The analyses of the influence of online social networks have got the attention of the world’s first-rate research institution a long time ago (Wolfe, 1997). Online social networks such as Twitter, Facebook, LinedIn and Sina Weibo have great differences from traditional social networks on their behavior characteristics, transmission means and influence. The most obvious external characteristic is the huge flow of instantaneous and short text such as the 140 characters of Twitter and Weibo, SMS and search query. Even if there is no limit to the number of characters in the post massage, we also have reason to believe that people still prefer to using short text to express the information needed spreading widely and rapidly. Therefore, strengthening the processing of short text information is of great significance.
The semantic of short text plays a decisive role in the spreading of it. Semantic computing of short text is of great significance in community discovery of online social network, network topology structure analysis, recommendation of nodes, targeted advertising, management of organization structure, identification of terrorist organizations and so on. For instance, when someone raises a question on the quiz module of Sina Weibo, deciding to whom to send the question to get an accurate answer is a typical problem about organization structure management. If the semantic vector coordinates of the node and the question are known, we can get the semantic distance as well as the set of nodes which forward that question by computing the semantic norm. Also, the traditional online community discovery often recognizes the community network topology through the connection between nodes instead of the calculation of semantic distance (Pan-Pan, & Jian, 2013; McPherson, Smith-Lovin, & Cook, 2001). The measurement of information without the support of semantic information lacks sufficient foundations. Using vectors to describe the information of short text online has become a problem of great significance. Considering the characters that a Weibo post is short but rich in semantics, has strong semantic impact and is high real-time, and combining it with the semantic information and historical information of the node itself, in this paper, we put forward a semantic vector measurement model to describe Weibo content. We calculate the semantic distance by describing semantics through multidimensional vectors. We can detect emergent topics, identify opinion leaders, conduct rumor analysis and recommend Weibo content and nodes based on this model.

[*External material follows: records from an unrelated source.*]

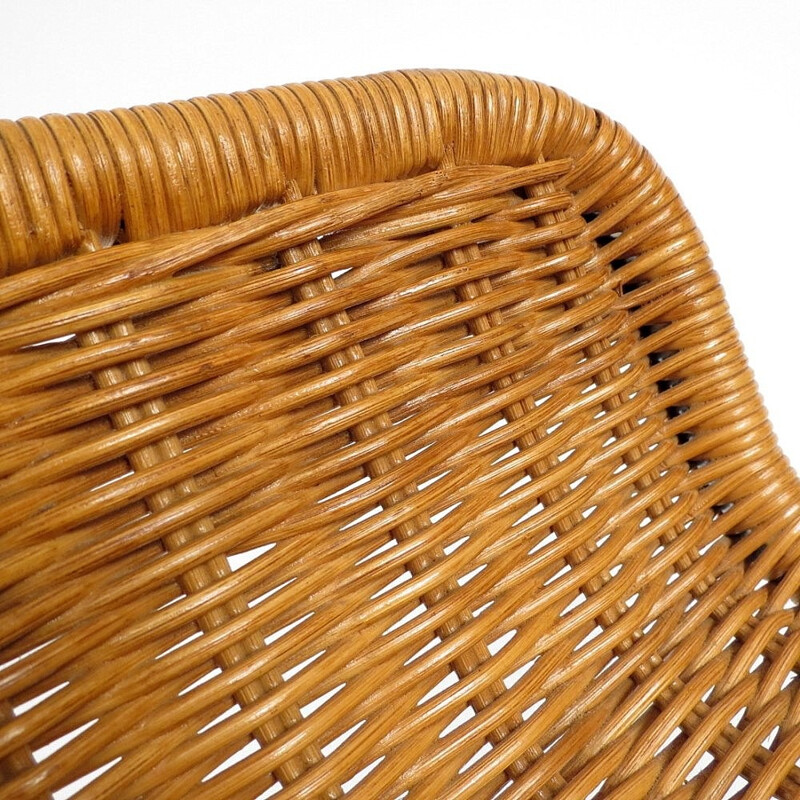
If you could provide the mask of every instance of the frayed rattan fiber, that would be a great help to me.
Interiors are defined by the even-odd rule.
[[[624,128],[396,72],[0,197],[2,797],[800,797],[800,492]]]

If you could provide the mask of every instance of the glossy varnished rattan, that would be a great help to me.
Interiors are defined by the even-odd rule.
[[[800,797],[800,493],[624,128],[398,72],[0,198],[3,797]]]

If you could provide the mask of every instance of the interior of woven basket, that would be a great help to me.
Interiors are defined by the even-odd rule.
[[[793,477],[672,187],[574,169],[0,282],[20,796],[800,796]]]

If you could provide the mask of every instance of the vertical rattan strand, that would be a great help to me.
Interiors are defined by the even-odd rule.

Combining with the features above and the current work, the contributions of this thesis include:
- •
In this article, we build the corpus according to plenty of Weibo short texts and do training about numeralization and vectorization of text in combination with general news corpus.
- •
Combining with the characteristic that texts are short, we “amplify” the semantic meanings of keywords and “narrow” the semantic meanings of words that are not important in order to build a clearer profile of the semantic meanings of short texts.
- •
In order to classify and organize Weibo short texts depending on numerical and vectorial results, besides amplifying and narrowing semantic meanings, we also build up a model of the equivalence classes of short texts, and improve its ability of classification through closure extension of semantic meanings.